Surprising is how, even to this day, we live with influences handed down from Louis. These include our tastes in fashion and its seasonality, and even our eating habits (the tradition of salt and pepper on the table and dessert as an end to the meal is described in an earlier blog here on this site). Even Louisiana is a hand-me-down from the French king.
But can Louis’s XIV's long reach really extend to our handling of . . . childbirth?
The last thing one expects in reading about the disturbing “My Birth” painting by Frida Kahlo is the accompanying paragraph, “Initially it was deemed indecent for a male doctor to be present with a woman lying on her back, her knees bent. This changed in the seventeenth century when Louis XIV of France started a trend by having his mistresses use a new birthing bed during delivery. The king apparently found viewing a woman with her legs splayed open while giving birth lying down sexually titillating. He requested his mistresses give birth this way while he looked from behind a screen.”

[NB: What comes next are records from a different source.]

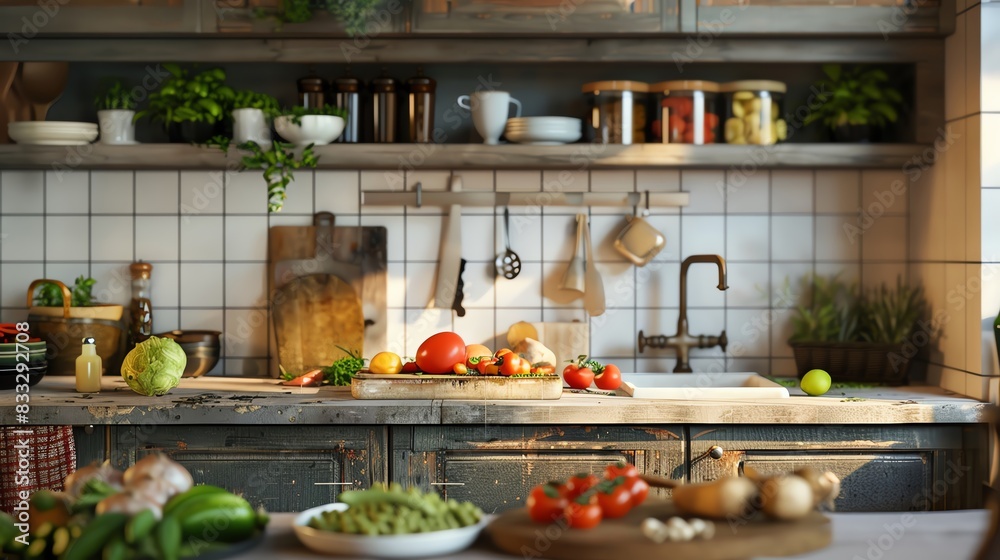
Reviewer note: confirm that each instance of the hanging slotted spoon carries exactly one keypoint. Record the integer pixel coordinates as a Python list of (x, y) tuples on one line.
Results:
[(508, 263)]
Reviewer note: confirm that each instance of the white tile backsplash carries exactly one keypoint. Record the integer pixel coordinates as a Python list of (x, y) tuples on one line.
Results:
[(210, 262), (66, 193)]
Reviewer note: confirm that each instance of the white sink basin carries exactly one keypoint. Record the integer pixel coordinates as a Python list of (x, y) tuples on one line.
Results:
[(701, 386)]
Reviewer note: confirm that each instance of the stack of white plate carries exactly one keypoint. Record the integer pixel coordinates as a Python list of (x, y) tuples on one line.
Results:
[(52, 133), (543, 130)]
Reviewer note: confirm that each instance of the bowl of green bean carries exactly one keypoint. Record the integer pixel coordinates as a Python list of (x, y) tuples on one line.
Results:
[(390, 522)]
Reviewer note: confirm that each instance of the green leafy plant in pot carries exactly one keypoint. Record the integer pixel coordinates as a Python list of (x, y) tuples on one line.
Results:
[(252, 113), (116, 114), (858, 336), (856, 103), (193, 108)]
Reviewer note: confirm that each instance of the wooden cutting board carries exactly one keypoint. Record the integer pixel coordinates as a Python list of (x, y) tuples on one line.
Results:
[(457, 387), (516, 534), (314, 317)]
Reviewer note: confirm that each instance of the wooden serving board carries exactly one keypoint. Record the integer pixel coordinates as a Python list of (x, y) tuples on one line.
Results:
[(516, 534), (403, 386)]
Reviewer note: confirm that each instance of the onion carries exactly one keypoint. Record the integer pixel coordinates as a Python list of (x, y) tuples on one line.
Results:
[(158, 476), (128, 502)]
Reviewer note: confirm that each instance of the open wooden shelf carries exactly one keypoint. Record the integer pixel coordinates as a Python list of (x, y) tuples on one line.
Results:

“Louis XIV became a peeping Tom, turning the natural process of birth into something salacious.” In “My Birth” Frida “places viewers in the position of Louis XIV.” www.fridakahlo.org/my-birth.jsp#prettyPhoto[image1]/0/
The standard practice of childbirth in ancient Egypt has long been known. A woman would deliver her baby while squatting on two large bricks, each colorfully decorated with scenes to invoke the magic of gods for the health and happiness of mother and child. Source: https://www.midwiferysupplies.ca/blogs/ancient-midwifery-blog/295322-ancient-egyptian-midwifery-and-childbirth
Research seems to back this up. In ancient Egypt, women squatted to give birth. In engravings, Cleopatra gave birth kneeling. In Greece of long ago, a birthing stool was used. Throughout history women almost always gave birth upright – gravity advanced the baby’s movement. Plus these methods were thought to provide to the women the greatest pain relief in this most agonizing process. Studies done as late as 2012 revealed that squatting and kneeling widen the birth canal rendering the whole experience shorter and more comfortable. Walking and being upright in the first stage of labor shortens the length of time in labor and reduces the risk of an epidural or cesarian. Until the 1600s “upright” was standard practice worldwide.

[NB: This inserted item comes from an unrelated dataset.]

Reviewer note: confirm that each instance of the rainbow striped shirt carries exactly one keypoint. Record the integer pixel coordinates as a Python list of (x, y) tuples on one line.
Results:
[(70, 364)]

The one argument for a supine birth is that it offers more space for examination and medical interference, if needed. Episiotomies and other required procedures are facilitated.

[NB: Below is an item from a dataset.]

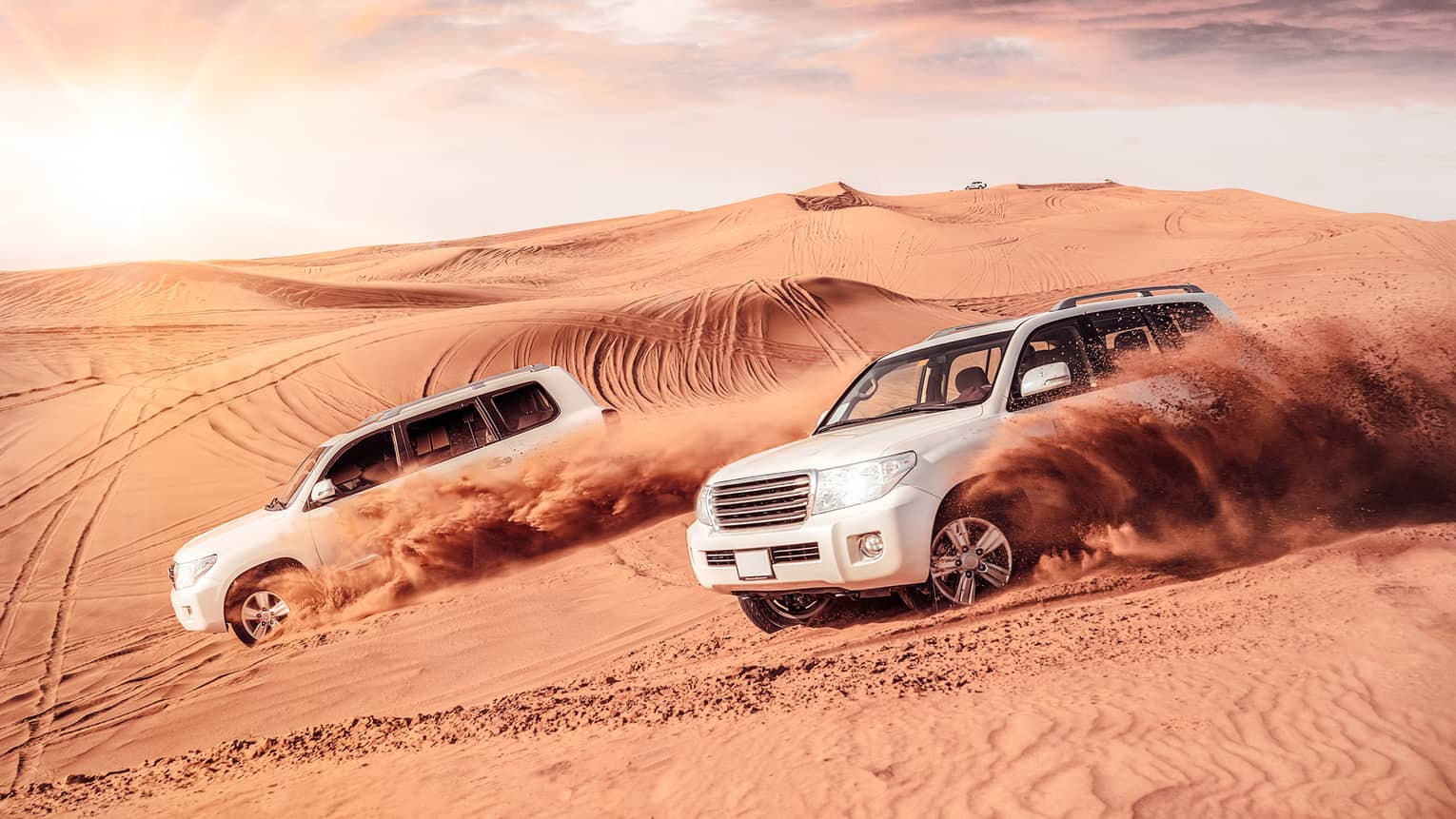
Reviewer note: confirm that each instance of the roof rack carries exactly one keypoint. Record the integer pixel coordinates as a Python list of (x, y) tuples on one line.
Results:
[(948, 330), (392, 412), (1074, 300)]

Those reasons seem not to have been Louis’s motivation.
Louis fathered six children with his first wife, Marie-Therese, seven more with his mistress, the Marquise de Montespan, four with another mistress and, undoubtedly many more, and he supposedly was determined to watch all the births.
“According to some scholars and Lauren Dundes’ research paper for the American Journal of Public Health” entitled ‘The Evolution of Maternal Birthing Position’, King Louis XIV reportedly had a strange fixation and enjoyed watching women give birth but couldn’t under normal circumstance for a chair (birthing stool) obscured his view. Clearly frustrated, in a pursuit of greater happiness and ultimate satisfaction, he promoted a new method. Lying down, legs up and spread as wings of an eagle so he could closely inspect what was going on in detail.”
And we describe Frida’s paintings as disturbing?
She at least is reflecting on her own body and her life. The power of the “My Birth” painting shocks in its gruesomeness but also in its gutpunching interpretation of her personal struggles and, possibly, her inability to have a child herself. It was for those reasons Madonna purchased the painting and hung it in her entry hall daring guests to confront it.
The thrill for Louis XIV, on the other hand, was voyeuristic and, we can imagine, euphoric at the results of his divine sperm. He was, after all, the Sun King, directly chosen by God and without equal. Each birth, regardless of the mother’s certain torment, provided him with a sense of sordid excitement and corroboration of his own majesty.